Roman de Lionel Froissart.
Ayrton Senna nous parle. Il sait qu’il est mort, qu’il va mourir. Le 1er mai 1994 est son dernier grand Prix. La veille, Roland Ratzenberger est mort sur le circuit d’Imola, pendant les qualifications. L’avant-veille, c’est Rubens Barrichello qui sortait indemne, mis à part un bras et le nez cassés, d’un accident spectaculaire. « Il y a tant de façons de mourir en Formule 1. ». (p. 11) Les signes sont inquiétants – jamais deux sans trois –, mais le pilote brésilien veut courir. Et il fait grand beau en ce premier jour de mai, au-dessus de la piste italienne.
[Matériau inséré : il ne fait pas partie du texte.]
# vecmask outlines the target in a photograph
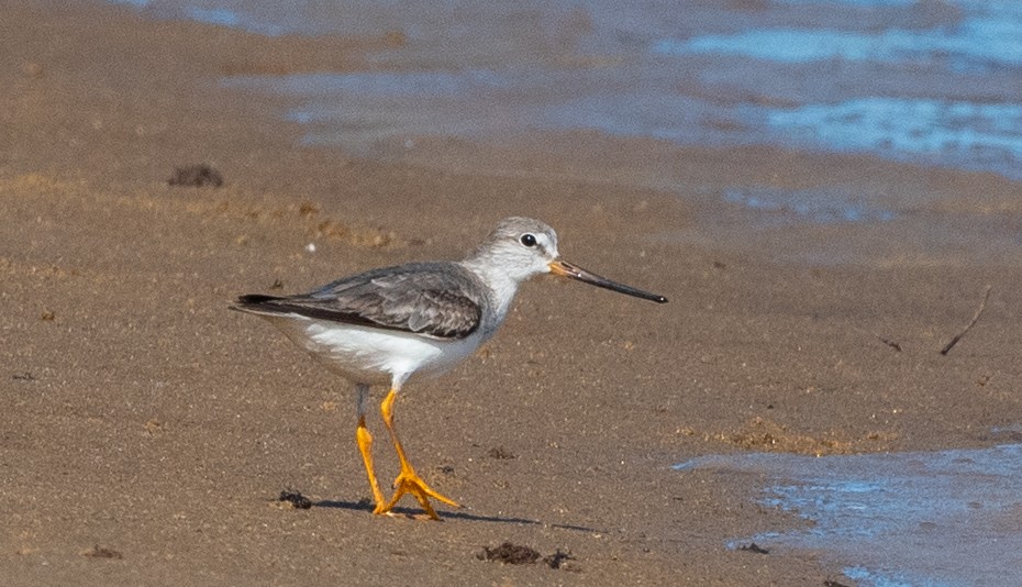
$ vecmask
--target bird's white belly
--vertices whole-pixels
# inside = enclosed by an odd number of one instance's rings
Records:
[[[481,342],[477,334],[445,341],[297,314],[268,318],[327,367],[364,384],[390,384],[395,379],[400,384],[412,374],[444,373],[471,355]]]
Certes, la sécurité des circuits historiques semble de plus en plus insuffisante à mesure que les bolides gagnent en vitesse et au gré des évolutions techniques et des réglages. « À chaque fois que l’on monte dans une voiture de course, il faut accepter la part de risque qui est parfois le prix à payer en échange du plaisir unique et privilégié que nous offre le pilotage de ces formidables voitures. » (p. 45) Certes, les accidents semblent se multiplier depuis quelque temps et des coureurs ont préféré raccrocher le volant. Comme Alain Prost, le concurrent et l’ami de longue date. Ayrton passe en revue ses souvenirs de courses, d’entraînements et de victoires, mais aussi les drames qui ont endeuillé les circuits. Face à l’excitation et au plaisir de la vitesse, la peur s’allège. Hélas, elle est pourtant le poids qui devrait garder les champions au sol.
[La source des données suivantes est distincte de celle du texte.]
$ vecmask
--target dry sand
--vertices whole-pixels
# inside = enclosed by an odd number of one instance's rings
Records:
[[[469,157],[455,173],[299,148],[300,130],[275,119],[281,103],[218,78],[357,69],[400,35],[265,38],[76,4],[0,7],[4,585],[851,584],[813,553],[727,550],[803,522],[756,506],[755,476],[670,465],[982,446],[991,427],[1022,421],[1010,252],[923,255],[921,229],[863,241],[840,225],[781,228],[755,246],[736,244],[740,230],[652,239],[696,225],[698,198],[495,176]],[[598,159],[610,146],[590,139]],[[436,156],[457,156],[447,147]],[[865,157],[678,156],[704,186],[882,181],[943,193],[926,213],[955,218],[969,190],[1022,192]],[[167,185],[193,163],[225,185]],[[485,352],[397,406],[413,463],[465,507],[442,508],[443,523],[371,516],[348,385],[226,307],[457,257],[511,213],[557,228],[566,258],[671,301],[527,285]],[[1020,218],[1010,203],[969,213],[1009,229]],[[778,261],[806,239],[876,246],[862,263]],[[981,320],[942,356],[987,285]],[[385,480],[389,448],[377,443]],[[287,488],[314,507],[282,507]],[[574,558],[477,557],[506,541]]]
J’avais 9 ans quand Ayrton Senna a péri à Imola. Je me souviens des images. J’avais 9 ans et j’essayais de retenir les noms des coureurs que mon père regardait rouler, le dimanche après-midi. J’avais 9 ans et c’est la première fois que j’ai eu peur des voitures. OK, les bolides de Formule 1, ce sont des voitures particulières, mais ça ne m’a jamais quitté. J’avais 9 ans et je rappelle avoir été triste de la mort de cet étranger. La tragique fin d’Ayrton Senna est un souvenir pesant. Avec ce récit d’outre-tombe, Lionel Froissart rend un bel hommage au pilote brésilien. Sous ses mots, on sent la vitesse, on entend le bruit des pneus qui chauffent, on ressent les accélérations et les virages. Mais entre les lignes, on ne peut s’empêcher d’avoir terriblement peur. « Je dois reparler à Franck. Je dois lui répéter ce qui ne me plaît pas dans cette Williams. Je ne m’y sens pas à l’aise, je ne suis pas en confiance. Elle est très difficile à piloter et à maîtriser. C’est une machine imprévisible, vicieuse. Peut-être est-elle tout simplement loupée. » (p. 15) Sur le même sujet, je vous recommande À tombeau ouvert de Bernard Chambaz.
Livre lu dans le cadre du prix Sport Scriptum 2024.